Al llegar a ENALEC, Melina abrió la puerta antes de que el taxista parara del todo. Le tiró diez euros aunque la carrera había costado seis con veinte. Estaba tan nerviosa que sentía náuseas, pero no podía parar ahora. A la última directora creativa que se había quedado embarazada la habían relegado a copy. Ni siquiera había podido seguir con los proyectos más importantes. Y Melina no había trabajado tardes, noches y casi todos los fines de semana de los últimos doce años para que, por un malentendido, le pasara lo mismo.

Subió hasta la octava planta, donde estaba la sala de juntas y donde esperaba que estuviera Pedro. Sintió un alivio enorme cuando lo vio hablando con Helena, la secretaria de dirección.

—¡Melina! —exclamó su jefe cuando se percató de su presencia. Se palmeó los bolsillos y buscó con la mirada su portátil—. ¿Me he dejado algo?

—No, no. Es que quería hablar contigo. —En ese momento se volvió hacia la secretaria—. ¿Helena, cuánto queda para que reciban a Pedro?

—Tenéis cinco minutos, más o menos. Pero tranquilos. Meteos en este despacho y ya os llamaré.

Entraron en una sala pequeña en la que había una mesa redonda con seis sillas. Pedro tomó asiento. Melina escogió la silla de su derecha y la separó un poco para no estar tan cerca. Antes de que su jefe pudiera abrir la boca, ella le cogió del antebrazo.

—Mira, lo del embarazo… Es que es un malentendido. La que va a saber si lleva niño o niña es mi hermana, y esa mujer se ha debido de hacer un lío. No lo he visto hasta que me lo ha enseñado Lucía.

—Ay, Melina, ¿y no se te ha ocurrido llamarme?

—Sí, claro, pero…

No acabó la frase porque Pedro la hizo callar después de toquetear su móvil.

—Ah, que lo tengo apagado. Lo siento —Sonrió como un cachorrito que sabe que no lo van a castigar antes de volver a su habitual seriedad—. Mira, Melina. Aunque entiendo que puedas querer quedarte embarazada, que lo estuvieras ahora no me gustaría. Y sé que no se puede planear, pero necesito que estos seis meses estés por y para mí porque, si me dejas colgado, mi cabeza rodará. ¿Lo entiendes, verdad?

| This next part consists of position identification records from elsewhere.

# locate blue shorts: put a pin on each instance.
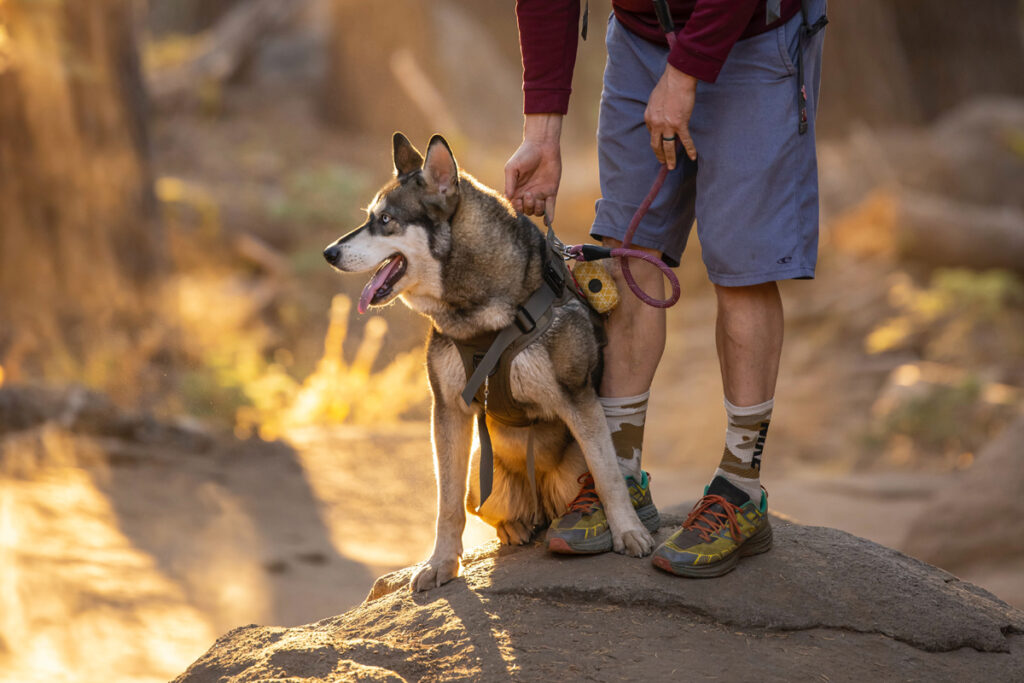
(754, 189)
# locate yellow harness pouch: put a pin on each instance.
(597, 284)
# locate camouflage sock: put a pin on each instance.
(626, 418)
(744, 439)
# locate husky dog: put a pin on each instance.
(457, 252)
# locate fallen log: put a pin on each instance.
(229, 46)
(933, 229)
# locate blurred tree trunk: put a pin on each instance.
(906, 61)
(78, 242)
(446, 66)
(184, 16)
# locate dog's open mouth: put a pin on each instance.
(382, 284)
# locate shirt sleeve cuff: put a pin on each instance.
(546, 101)
(698, 66)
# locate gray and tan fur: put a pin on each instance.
(469, 262)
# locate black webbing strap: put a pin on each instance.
(486, 459)
(525, 319)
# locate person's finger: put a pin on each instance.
(511, 176)
(549, 208)
(655, 144)
(527, 204)
(670, 150)
(687, 142)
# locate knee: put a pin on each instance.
(765, 292)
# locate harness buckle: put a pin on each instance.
(524, 321)
(554, 280)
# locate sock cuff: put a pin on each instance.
(749, 411)
(621, 406)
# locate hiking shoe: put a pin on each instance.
(584, 528)
(723, 526)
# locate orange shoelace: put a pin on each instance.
(587, 497)
(707, 521)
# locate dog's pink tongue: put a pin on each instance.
(376, 283)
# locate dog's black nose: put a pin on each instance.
(332, 253)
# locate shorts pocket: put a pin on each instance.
(788, 44)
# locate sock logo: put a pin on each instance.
(759, 446)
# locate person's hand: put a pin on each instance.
(532, 173)
(668, 115)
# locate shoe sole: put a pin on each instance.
(757, 544)
(648, 515)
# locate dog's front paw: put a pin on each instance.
(433, 572)
(635, 542)
(514, 532)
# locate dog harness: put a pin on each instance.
(487, 359)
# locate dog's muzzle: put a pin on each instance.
(332, 253)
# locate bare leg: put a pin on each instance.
(749, 336)
(636, 332)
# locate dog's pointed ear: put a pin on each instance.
(407, 158)
(440, 170)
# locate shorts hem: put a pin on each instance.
(748, 280)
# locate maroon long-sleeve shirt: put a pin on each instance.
(706, 31)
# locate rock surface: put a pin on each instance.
(822, 605)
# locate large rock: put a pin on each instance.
(822, 604)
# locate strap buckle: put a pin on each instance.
(554, 279)
(524, 321)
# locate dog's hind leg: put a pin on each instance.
(560, 484)
(511, 508)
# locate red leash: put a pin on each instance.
(625, 252)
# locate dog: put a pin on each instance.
(457, 252)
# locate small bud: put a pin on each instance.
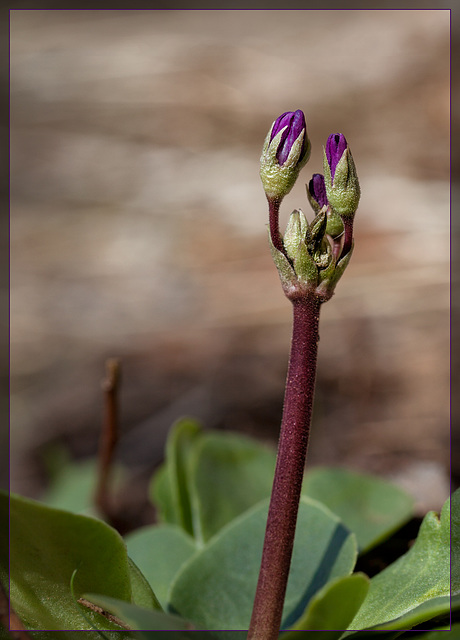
(295, 233)
(341, 180)
(285, 152)
(334, 227)
(316, 192)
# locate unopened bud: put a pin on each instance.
(285, 152)
(341, 180)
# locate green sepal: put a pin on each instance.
(285, 270)
(330, 276)
(317, 229)
(344, 192)
(334, 226)
(278, 179)
(295, 232)
(305, 266)
(323, 254)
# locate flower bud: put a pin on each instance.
(341, 180)
(316, 192)
(285, 152)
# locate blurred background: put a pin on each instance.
(138, 230)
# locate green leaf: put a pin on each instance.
(141, 591)
(73, 485)
(415, 588)
(229, 474)
(136, 617)
(370, 507)
(171, 489)
(160, 551)
(47, 545)
(215, 589)
(333, 607)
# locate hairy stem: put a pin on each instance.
(287, 484)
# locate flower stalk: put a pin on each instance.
(310, 258)
(287, 484)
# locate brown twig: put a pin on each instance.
(9, 618)
(109, 436)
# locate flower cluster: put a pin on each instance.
(310, 257)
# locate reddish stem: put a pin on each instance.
(287, 484)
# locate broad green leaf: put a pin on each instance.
(418, 579)
(370, 507)
(136, 617)
(47, 545)
(73, 484)
(215, 589)
(333, 607)
(172, 491)
(160, 551)
(141, 590)
(230, 473)
(162, 496)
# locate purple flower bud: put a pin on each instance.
(335, 146)
(294, 121)
(317, 189)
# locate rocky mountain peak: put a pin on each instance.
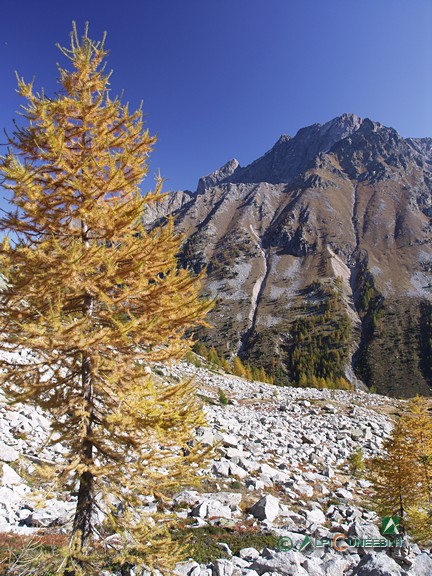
(337, 218)
(219, 176)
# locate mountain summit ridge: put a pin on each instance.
(320, 255)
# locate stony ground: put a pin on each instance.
(281, 468)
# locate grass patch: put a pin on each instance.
(204, 543)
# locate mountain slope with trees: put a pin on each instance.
(320, 256)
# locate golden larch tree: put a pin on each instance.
(401, 477)
(95, 299)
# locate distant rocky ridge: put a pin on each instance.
(336, 219)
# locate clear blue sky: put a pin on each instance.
(225, 78)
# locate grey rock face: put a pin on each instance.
(267, 508)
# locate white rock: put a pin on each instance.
(223, 568)
(315, 516)
(267, 508)
(249, 553)
(7, 453)
(9, 476)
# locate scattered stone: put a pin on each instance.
(267, 508)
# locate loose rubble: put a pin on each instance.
(280, 466)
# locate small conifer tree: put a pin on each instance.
(401, 477)
(95, 299)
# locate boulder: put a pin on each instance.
(267, 508)
(421, 566)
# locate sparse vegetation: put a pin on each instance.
(402, 477)
(204, 543)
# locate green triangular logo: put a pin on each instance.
(306, 542)
(390, 525)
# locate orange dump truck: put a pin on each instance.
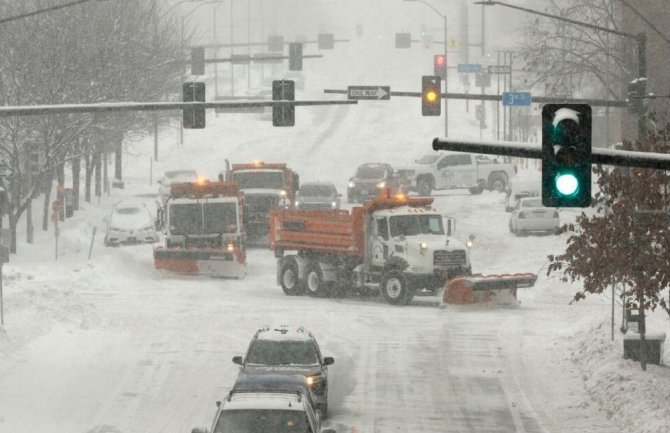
(202, 222)
(396, 245)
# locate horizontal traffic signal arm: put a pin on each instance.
(243, 58)
(537, 99)
(31, 110)
(262, 44)
(622, 158)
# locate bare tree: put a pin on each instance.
(95, 52)
(564, 56)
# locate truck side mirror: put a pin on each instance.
(451, 226)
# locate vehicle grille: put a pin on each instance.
(260, 203)
(315, 206)
(448, 259)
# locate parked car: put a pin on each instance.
(524, 184)
(317, 195)
(452, 170)
(130, 223)
(529, 215)
(276, 412)
(292, 351)
(174, 176)
(369, 179)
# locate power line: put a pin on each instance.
(41, 11)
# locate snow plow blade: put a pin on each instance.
(214, 263)
(479, 288)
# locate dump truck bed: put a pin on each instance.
(327, 231)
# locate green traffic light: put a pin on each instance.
(567, 184)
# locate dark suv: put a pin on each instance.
(369, 179)
(274, 411)
(291, 351)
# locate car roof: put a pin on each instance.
(375, 165)
(264, 400)
(282, 333)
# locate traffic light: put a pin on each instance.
(295, 56)
(566, 155)
(403, 40)
(636, 91)
(194, 117)
(431, 95)
(440, 65)
(326, 41)
(198, 61)
(283, 114)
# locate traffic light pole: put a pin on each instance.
(446, 83)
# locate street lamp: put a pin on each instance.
(640, 38)
(444, 19)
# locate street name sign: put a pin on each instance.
(499, 69)
(369, 92)
(516, 99)
(469, 67)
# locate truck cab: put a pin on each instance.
(204, 235)
(266, 186)
(415, 242)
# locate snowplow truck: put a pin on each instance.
(396, 245)
(266, 186)
(203, 231)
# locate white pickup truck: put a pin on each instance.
(451, 170)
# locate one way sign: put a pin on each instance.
(369, 92)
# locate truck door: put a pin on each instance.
(379, 250)
(445, 169)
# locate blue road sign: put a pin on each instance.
(516, 98)
(470, 67)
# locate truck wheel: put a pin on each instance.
(314, 283)
(394, 287)
(290, 281)
(424, 187)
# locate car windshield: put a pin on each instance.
(412, 225)
(259, 179)
(316, 191)
(262, 421)
(286, 352)
(370, 172)
(531, 203)
(128, 210)
(176, 176)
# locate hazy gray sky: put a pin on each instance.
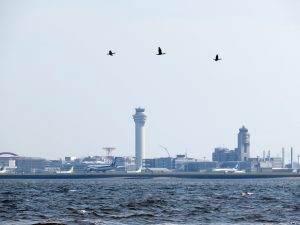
(60, 94)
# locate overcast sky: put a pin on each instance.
(60, 94)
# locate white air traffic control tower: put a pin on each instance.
(139, 119)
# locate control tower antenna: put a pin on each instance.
(166, 150)
(108, 150)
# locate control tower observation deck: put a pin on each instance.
(139, 119)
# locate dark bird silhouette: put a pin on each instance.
(111, 53)
(217, 58)
(160, 52)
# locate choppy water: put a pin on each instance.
(150, 201)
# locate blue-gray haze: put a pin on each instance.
(60, 94)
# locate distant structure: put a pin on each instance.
(139, 119)
(224, 154)
(243, 149)
(108, 150)
(241, 153)
(283, 154)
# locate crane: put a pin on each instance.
(165, 150)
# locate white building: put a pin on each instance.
(139, 119)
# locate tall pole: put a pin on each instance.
(283, 163)
(139, 119)
(291, 157)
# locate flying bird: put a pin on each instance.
(111, 53)
(160, 52)
(217, 58)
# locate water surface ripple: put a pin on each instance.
(150, 201)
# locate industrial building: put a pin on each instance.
(241, 153)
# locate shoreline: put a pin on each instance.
(194, 175)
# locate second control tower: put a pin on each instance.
(139, 119)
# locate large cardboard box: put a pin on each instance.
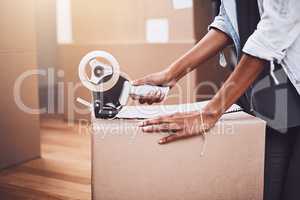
(130, 165)
(19, 134)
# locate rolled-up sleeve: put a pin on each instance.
(220, 22)
(277, 30)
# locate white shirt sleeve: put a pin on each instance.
(277, 30)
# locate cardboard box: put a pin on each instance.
(19, 135)
(20, 131)
(130, 165)
(100, 21)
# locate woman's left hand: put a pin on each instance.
(180, 125)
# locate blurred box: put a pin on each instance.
(20, 131)
(129, 165)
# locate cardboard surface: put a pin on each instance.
(130, 165)
(19, 135)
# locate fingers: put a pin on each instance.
(152, 97)
(155, 121)
(168, 139)
(140, 81)
(166, 127)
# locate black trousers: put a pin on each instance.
(282, 165)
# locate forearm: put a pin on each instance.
(239, 81)
(213, 42)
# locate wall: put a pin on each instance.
(47, 51)
(19, 135)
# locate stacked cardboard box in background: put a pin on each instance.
(19, 135)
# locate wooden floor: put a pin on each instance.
(63, 172)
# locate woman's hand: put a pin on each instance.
(180, 125)
(156, 79)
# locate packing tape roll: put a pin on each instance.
(103, 86)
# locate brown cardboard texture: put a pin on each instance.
(130, 165)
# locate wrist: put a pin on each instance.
(213, 110)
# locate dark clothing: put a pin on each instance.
(279, 106)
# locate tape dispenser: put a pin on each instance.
(100, 72)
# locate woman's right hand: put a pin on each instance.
(156, 79)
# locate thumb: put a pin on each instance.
(140, 81)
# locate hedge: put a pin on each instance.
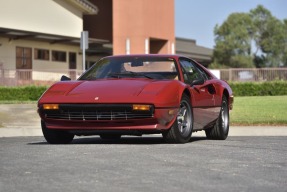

Por eso te he sacado del organigrama del proyecto.

Melina se mordió la lengua con fuerza. Quizá el dolor le haría olvidar la rabia que sentía en ese momento por Pedro. Nunca había sido un mal jefe, más bien al contrario. Pero Melina sabía que tenía que presentar resultados, y que a veces debía ceder ante exigencias externas que no siempre compartía. O quizá sí lo hacía pero quedaba mejor si le echaba la culpa a otros.

—Pero está claro que ha sido un malentendido. Aún hay tiempo así que lo modifico otra vez y ya está.

Melina no sabía cómo reaccionar. Tenía ganas de gritar de alegría, pero también de pegarle un bofetón por haberla apartado con tanta rapidez. Ninguna de las dos cosas era correcta, así que eligió la tercera opción, que era darle las gracias y marcharse a la oficina.

Volvió a coger un taxi, y esta vez se quitó los zapatos para estirar los dedos de los pies, que los tenía muy hinchados. Navegó por los comentarios del estado de Facebook que había armado tanto revuelo, y vio a muchísima gente alegrándose por ella. No era un buen momento para quedarse embarazada, pero la sensación era agradable. Le entraron ganas de llorar.

“Sí que la ha liado esta señora”, pensó. La cara de su novio apareció de repente en su móvil. Por fin le devolvía todas las llamadas que le había hecho por la mañana.

—Cariño, perdona, que estaba reunido. ¿Te sigues encontrando mal? ¿Te ha dado tiempo de ir al médico esta mañana?

—No ha hecho falta —dijo, y palpó en el bolso el test de embarazo que había usado nada más llegar a la oficina—. En casa te cuento.